And, in retrospect, I’m very glad I covered transformers/NLP first since the field of NLP had a huge influence on this field. GAT was directly inspired by the original transformer paper, DeepWalk by Word2Vec, and so on.
At this point in time, I was already chatting with Petar Veličković on a fairly regular basis (I’ll tell you a bit later more about how this came to be) and he knew that I’ll be covering GNNs in the next period. He was very receptive and he told me that I can ping him whenever I felt stuck!
I realized that this is a great opportunity! I’ll be learning Graph ML, a topic that fascinated me and I’ll be communicating with Petar, a researcher at DeepMind, who was among the best researchers in this particular field.
Needless to say, I learned a lot! I made a “popular” YouTube GNN series that was shared by influential Graph ML researchers like Michael Bronstein, Petar, and others.

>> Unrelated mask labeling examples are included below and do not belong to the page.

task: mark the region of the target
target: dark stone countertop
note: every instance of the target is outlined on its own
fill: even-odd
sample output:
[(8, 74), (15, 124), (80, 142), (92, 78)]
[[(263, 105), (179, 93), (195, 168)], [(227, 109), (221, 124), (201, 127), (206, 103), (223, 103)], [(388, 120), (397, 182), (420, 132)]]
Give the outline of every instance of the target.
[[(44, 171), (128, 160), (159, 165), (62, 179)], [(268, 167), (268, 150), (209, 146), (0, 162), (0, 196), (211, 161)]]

I also made a popular PyTorch implementation of GAT (Petar is the first author of GAT). The reason it became so popular is that it was, according to others, the most beginner-friendly resource out there. With 2 Jupyter notebooks, PPI and Cora datasets support, a nice README, and accompanying videos it filled the gap and made it easy for beginners to enter the field.
(It became a recommended repo for a Cambridge lecture on GNNs and I even got citations. 😅)
I again massively used the fact that I could ping Petar if I had any problems and that this could be a great collaboration between the 2 of us!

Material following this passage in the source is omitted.